New York's offensive philosophy was to throw early to take the edge off the Bears defensive linemen and then come back and pound them with the run. The Giants' first TD drive featured the pass, the second was on the ground. O.J. Anderson, showing an amazingly fresh pair of legs for a 33-year-old back with 12 NFL seasons behind him, did most of the work.

The joker in the deck was Hostetler, who had done well in subbing for Phil Simms during the regular season but was an unknown commodity in the pressure-filled playoffs. It was his running, not his throwing, that gave Chicago headaches. He converted two fourth-down plays on bootlegs, scored a TD on another keeper and ended with 43 yards on six carries. He gives New York another element, something the 49ers didn't have to worry about when they beat the Giants and Simms 7-3 last month.

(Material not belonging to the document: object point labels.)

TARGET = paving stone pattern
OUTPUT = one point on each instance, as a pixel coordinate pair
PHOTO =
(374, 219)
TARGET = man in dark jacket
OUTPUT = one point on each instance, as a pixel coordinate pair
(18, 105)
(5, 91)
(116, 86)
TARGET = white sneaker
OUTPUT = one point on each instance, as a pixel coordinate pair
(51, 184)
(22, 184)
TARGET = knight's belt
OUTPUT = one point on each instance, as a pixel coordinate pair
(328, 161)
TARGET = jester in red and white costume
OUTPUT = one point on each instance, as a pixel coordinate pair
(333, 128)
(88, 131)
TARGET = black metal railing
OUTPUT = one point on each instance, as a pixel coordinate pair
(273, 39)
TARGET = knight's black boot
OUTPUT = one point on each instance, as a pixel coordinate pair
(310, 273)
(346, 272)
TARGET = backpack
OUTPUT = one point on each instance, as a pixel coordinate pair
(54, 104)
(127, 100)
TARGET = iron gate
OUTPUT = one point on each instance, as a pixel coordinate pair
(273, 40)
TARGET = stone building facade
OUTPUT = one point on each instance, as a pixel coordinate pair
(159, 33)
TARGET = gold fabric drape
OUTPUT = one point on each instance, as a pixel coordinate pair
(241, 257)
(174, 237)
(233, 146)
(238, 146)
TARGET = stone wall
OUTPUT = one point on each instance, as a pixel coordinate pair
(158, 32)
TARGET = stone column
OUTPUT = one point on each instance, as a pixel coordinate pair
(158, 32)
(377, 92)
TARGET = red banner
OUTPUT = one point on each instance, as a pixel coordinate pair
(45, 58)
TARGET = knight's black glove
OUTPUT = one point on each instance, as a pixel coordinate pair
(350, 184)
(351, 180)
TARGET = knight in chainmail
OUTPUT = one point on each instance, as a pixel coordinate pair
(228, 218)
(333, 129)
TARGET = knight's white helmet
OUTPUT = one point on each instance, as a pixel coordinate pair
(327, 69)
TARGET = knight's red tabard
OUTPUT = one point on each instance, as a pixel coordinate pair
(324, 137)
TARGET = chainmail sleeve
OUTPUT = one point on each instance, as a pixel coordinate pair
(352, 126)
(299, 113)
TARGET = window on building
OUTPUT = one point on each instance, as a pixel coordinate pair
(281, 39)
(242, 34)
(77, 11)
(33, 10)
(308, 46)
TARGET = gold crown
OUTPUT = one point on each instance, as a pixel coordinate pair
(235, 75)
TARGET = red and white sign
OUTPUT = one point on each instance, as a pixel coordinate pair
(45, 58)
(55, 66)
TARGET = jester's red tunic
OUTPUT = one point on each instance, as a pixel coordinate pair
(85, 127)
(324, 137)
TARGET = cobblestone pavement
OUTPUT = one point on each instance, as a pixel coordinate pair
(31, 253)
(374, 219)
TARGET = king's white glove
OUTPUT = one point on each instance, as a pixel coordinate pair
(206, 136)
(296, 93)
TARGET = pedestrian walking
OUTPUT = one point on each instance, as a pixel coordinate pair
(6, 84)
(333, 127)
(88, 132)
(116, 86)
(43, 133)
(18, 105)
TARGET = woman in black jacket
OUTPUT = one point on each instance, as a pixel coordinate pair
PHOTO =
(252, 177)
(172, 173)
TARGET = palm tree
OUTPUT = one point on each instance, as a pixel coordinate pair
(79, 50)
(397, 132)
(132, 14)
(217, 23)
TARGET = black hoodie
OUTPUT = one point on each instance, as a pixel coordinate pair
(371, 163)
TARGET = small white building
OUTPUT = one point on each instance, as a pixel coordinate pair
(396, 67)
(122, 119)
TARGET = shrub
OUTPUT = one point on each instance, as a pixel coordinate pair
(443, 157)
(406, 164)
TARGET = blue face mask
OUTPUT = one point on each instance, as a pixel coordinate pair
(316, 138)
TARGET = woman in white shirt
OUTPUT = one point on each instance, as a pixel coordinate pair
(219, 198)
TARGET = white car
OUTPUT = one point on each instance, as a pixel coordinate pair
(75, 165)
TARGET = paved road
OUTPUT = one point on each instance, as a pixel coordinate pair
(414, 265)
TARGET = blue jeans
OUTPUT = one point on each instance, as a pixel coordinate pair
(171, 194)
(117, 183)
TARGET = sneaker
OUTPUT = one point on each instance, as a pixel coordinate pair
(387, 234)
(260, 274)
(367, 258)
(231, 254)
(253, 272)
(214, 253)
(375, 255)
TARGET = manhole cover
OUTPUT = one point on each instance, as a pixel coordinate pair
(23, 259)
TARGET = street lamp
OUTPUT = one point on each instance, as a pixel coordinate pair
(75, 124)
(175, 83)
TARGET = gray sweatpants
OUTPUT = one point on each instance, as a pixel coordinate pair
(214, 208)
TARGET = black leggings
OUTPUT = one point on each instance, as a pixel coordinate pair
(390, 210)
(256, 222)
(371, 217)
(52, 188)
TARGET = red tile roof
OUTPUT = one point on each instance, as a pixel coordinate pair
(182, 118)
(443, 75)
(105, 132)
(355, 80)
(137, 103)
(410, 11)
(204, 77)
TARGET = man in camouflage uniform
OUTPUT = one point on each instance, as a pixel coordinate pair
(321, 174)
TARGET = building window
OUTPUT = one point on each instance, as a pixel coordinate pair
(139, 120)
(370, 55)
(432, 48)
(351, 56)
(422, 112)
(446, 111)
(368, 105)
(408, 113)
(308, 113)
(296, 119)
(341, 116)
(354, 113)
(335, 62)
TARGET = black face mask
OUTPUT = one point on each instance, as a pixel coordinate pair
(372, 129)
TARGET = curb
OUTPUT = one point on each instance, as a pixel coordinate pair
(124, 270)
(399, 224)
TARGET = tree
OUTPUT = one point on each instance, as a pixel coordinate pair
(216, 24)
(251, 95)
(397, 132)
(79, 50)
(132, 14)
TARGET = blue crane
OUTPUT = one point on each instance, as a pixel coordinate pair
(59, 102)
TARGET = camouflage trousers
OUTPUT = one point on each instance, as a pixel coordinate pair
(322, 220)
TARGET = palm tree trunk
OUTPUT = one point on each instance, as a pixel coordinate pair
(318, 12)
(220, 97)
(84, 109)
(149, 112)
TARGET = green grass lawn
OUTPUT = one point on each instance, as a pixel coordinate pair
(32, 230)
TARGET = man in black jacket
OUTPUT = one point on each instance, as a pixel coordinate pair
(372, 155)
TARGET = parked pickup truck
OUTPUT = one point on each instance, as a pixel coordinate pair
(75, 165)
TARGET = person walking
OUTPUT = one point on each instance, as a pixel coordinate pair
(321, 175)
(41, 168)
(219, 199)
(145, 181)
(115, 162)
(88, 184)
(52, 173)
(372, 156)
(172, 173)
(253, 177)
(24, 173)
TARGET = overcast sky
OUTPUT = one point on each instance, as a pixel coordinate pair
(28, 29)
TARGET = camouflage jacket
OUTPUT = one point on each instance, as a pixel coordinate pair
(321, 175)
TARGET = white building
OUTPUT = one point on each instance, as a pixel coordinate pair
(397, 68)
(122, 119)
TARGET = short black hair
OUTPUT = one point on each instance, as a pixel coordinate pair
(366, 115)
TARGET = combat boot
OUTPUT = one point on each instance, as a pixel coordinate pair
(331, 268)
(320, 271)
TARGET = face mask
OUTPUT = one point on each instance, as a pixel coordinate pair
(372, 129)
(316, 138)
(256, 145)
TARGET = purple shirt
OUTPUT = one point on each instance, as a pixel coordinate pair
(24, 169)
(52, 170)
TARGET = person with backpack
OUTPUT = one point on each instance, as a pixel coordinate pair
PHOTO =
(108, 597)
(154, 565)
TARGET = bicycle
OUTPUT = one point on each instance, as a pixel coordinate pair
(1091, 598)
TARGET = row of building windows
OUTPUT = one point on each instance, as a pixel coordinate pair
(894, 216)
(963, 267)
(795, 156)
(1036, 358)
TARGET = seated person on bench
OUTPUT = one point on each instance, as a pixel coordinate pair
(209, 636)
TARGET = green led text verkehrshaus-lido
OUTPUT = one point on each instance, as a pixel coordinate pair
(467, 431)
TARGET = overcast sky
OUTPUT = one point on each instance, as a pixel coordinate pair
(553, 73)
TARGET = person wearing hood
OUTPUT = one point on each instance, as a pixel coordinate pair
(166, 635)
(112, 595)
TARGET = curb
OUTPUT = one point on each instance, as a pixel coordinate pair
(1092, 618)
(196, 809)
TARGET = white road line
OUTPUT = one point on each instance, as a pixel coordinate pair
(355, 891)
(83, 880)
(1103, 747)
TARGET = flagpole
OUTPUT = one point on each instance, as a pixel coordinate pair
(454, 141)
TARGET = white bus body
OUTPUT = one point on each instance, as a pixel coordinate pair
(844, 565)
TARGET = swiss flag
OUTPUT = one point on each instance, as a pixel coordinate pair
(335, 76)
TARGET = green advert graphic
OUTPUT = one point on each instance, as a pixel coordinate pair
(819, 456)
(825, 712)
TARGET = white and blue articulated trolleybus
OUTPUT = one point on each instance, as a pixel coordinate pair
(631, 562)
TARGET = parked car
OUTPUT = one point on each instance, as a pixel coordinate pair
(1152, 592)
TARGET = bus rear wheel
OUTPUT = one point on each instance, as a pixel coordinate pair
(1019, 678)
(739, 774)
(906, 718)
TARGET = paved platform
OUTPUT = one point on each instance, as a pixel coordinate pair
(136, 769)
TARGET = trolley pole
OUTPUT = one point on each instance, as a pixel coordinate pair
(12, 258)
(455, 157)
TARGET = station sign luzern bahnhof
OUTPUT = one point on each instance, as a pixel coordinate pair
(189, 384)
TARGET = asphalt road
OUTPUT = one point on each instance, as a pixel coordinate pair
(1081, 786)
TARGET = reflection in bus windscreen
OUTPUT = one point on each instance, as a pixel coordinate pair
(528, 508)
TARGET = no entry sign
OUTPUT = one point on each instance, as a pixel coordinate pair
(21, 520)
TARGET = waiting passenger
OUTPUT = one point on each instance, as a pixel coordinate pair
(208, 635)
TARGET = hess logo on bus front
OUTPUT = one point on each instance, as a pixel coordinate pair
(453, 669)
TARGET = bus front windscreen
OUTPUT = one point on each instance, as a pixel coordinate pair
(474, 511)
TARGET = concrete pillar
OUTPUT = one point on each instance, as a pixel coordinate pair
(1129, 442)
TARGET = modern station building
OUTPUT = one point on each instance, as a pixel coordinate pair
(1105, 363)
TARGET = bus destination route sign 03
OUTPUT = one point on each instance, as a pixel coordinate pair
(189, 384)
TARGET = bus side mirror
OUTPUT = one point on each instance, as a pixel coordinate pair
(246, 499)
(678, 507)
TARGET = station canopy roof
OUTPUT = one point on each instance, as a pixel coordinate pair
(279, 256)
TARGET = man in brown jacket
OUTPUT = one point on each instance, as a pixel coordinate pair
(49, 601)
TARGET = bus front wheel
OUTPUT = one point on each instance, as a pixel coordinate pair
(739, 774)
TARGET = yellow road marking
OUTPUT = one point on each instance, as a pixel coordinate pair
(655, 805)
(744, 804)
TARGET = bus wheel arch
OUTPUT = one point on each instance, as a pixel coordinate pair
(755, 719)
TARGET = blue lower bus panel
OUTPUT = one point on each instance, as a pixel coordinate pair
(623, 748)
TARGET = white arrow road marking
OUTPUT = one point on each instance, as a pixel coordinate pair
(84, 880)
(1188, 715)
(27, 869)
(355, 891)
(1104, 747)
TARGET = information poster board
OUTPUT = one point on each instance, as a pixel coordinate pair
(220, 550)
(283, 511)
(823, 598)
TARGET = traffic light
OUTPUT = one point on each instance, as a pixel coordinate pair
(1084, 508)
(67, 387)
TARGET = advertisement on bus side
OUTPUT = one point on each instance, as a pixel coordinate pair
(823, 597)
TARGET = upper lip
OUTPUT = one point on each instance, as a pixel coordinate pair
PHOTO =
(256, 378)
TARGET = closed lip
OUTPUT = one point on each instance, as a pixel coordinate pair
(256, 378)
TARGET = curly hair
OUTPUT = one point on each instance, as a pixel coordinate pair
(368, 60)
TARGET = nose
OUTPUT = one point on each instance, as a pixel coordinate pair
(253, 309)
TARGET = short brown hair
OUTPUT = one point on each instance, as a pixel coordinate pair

Against the Bears, the big advantage New York had was an extra week to prepare for the game, a result of the new playoff formula that awards byes to the two division champions in each conference with the best records while the third division champion—in this case, Chicago—and the three wild cards are knocking themselves out. Only one of the four playoff games last weekend, the AFC matchup won by the L.A. Raiders 20-10 over the Cincinnati Bengals, was close until the end—and in all four cases the well-rested home team won. By adding two teams to the playoff mix—in order to put two more games on TV—the NFL had created that most dreaded of conditions: competitive imbalance.

Now the Giants and 49ers, the NFC's two best teams, will meet again to determine the conference's representative in the Super Bowl. New York doesn't have to worry about making exotic defensive changes to stop San Francisco's running game, because the Niners don't have one. Joe Montana is enough to worry about.

"I'm sure Montana's eyes had to light up at the way we were throwing the ball," said Tomczak, who ended up 17 of 36 for 205 yards and was not sacked. "They could play a 10-9 game against the Giants, or it could be 30-3, either way. It's NFL championship football."

Where you dance with whoever's around.



On this goal-line stand, Johnson's headgear went for more yardage than the Bears did.



With Chicago forced to pass, Giants like Everson Walls were hits.